Re: compatibility characters (in XML context)

From: Kenneth Whistler (kenw@sybase.com)
Date: Fri Nov 14 2003 - 20:35:32 EST

  • Next message: Patrick Andries: "Re: How can I input any Unicode character if I know its hexadecimal code?"

    John Cowan said:

    > Kenneth Whistler scripsit:
    >
    > > However, there were character encoding standards committees,
    > > predating the UTC, which did not understand this principle,
    > > and which encoded a character for the Ångstrom sign as a
    > > separate symbol. In most cases this would not be a problem,
    > > but in at least one East Asian encoding, an Ångstrom sign
    > > was encoded separately from {an uppercase Å of the Latin script},
    > > resulting in two encodings for what really is the same thing,
    > > from a character encoding perspective.
    >
    > But IIRC they did so in two separate character encoding standards
    > which the UTC for reasons of its own decided to treat as one standard.

    Yeah, could be.

    The issue can be seen in JIS X 0208, which has an Ångstrom symbol
    (Row 2, Cell 82), but no accented Latin, and then JIS X 0212,
    which has a bunch of accented Latin, including Å (Row 10, Cell 9).
    They are separate standards, but JIS X 0212 was designed as
    a discontiguous extension of JIS X 0208. You aren't supposed
    to unify its characters against the JIS X 0208 characters.
    The fact that JIS X 0212 basically failed, and has been replaced
    by a rather different JIS X 0213 extension wasn't something that
    could be foreseen in detail back in 1989 when these initial
    repertoires were being collected.

    >
    > > Note that there a also piles of "compability characters" in
    > > Unicode which have no decomposition mapping whatsoever,
    > > and which thus are completely unimpacted by normalization.
    >
    > If someone undertook to prepare a draft list of these, would the
    > UTC consider blessing it, in corrected form? It is disconcerting
    > that the notion "compatibility character" is so fuzzily defined.

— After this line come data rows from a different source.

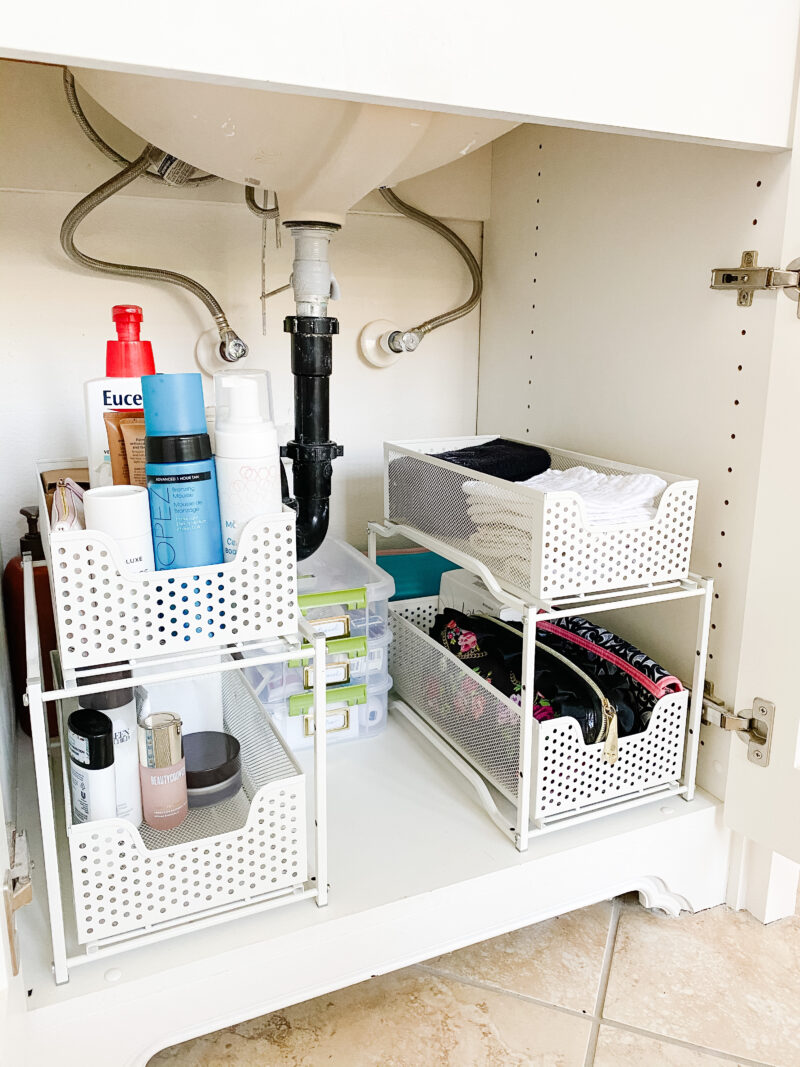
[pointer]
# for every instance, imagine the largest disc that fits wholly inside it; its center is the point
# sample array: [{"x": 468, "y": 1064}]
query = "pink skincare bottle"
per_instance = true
[{"x": 162, "y": 770}]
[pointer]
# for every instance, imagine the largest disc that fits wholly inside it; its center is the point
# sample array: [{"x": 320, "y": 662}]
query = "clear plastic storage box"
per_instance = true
[
  {"x": 349, "y": 661},
  {"x": 353, "y": 711},
  {"x": 344, "y": 593}
]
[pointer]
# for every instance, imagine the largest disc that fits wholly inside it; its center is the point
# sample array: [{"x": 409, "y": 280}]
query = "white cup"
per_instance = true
[{"x": 123, "y": 512}]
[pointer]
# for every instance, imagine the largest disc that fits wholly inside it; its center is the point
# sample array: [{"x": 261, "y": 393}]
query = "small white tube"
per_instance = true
[
  {"x": 123, "y": 512},
  {"x": 246, "y": 455}
]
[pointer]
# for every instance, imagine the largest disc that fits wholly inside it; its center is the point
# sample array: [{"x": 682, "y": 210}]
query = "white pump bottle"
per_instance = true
[{"x": 245, "y": 452}]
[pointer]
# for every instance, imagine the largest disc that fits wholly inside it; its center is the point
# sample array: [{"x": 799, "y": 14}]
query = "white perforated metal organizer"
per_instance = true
[
  {"x": 104, "y": 614},
  {"x": 538, "y": 543},
  {"x": 481, "y": 725},
  {"x": 128, "y": 880}
]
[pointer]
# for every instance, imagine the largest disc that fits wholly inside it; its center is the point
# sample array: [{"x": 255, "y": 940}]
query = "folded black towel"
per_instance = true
[
  {"x": 432, "y": 498},
  {"x": 501, "y": 459}
]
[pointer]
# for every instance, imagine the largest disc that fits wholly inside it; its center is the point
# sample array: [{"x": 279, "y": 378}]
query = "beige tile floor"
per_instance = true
[{"x": 610, "y": 986}]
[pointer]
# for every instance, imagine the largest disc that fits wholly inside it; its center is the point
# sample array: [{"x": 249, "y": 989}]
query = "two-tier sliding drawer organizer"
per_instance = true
[
  {"x": 538, "y": 543},
  {"x": 539, "y": 554},
  {"x": 256, "y": 849}
]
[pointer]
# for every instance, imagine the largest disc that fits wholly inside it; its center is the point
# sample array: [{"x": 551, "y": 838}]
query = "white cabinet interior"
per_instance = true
[{"x": 597, "y": 333}]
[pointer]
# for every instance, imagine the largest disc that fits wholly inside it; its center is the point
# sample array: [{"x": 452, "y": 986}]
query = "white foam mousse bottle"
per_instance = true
[{"x": 245, "y": 452}]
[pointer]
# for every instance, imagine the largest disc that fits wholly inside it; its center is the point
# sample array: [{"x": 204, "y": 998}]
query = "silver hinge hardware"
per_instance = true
[
  {"x": 749, "y": 277},
  {"x": 17, "y": 891},
  {"x": 755, "y": 727}
]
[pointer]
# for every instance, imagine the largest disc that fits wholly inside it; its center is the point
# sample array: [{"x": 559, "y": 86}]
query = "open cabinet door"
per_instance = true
[{"x": 762, "y": 802}]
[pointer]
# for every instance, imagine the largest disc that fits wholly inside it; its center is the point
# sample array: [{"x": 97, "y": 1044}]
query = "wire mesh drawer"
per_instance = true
[
  {"x": 254, "y": 845},
  {"x": 532, "y": 541},
  {"x": 104, "y": 615},
  {"x": 568, "y": 776}
]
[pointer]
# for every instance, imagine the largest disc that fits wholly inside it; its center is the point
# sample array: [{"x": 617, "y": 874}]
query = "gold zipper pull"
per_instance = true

    Actually, part of the point of my discussion of compatibility
    characters is to indicate that "compatibility character" per se
    *is* a very fuzzy and contingent concept. It is basically a
    matter more of character encoding history than something that
    should be normatively defined so as to have implementations and
    other specifications depend on in some crucial way. Even longtime
    experts on the UTC will have disagreements regarding just which
    characters are "compatibility characters" and which not. My
    statement that Å (and by implication most other precomposed
    Latin characters) are compatibility characters in a way would
    itself be somewhat contentious. It depends in part on what
    your vision is regarding how Unicode *should* be, as opposed to
    just what it currently is defined to be.

    What matters for implementations and related specifications
    are the normatively defined statuses of certain characters as
    having decomposition mappings that designates them either
    as compatibility decomposable characters or as canonical
    decomposable characters. That status *is* clearly and unambiguously
    defined for every Unicode character.

    Rather than trying to figure out what all the compatibility
    characters are, I think a much more interesting list would be
    the list of all the *useful* characters in Unicode.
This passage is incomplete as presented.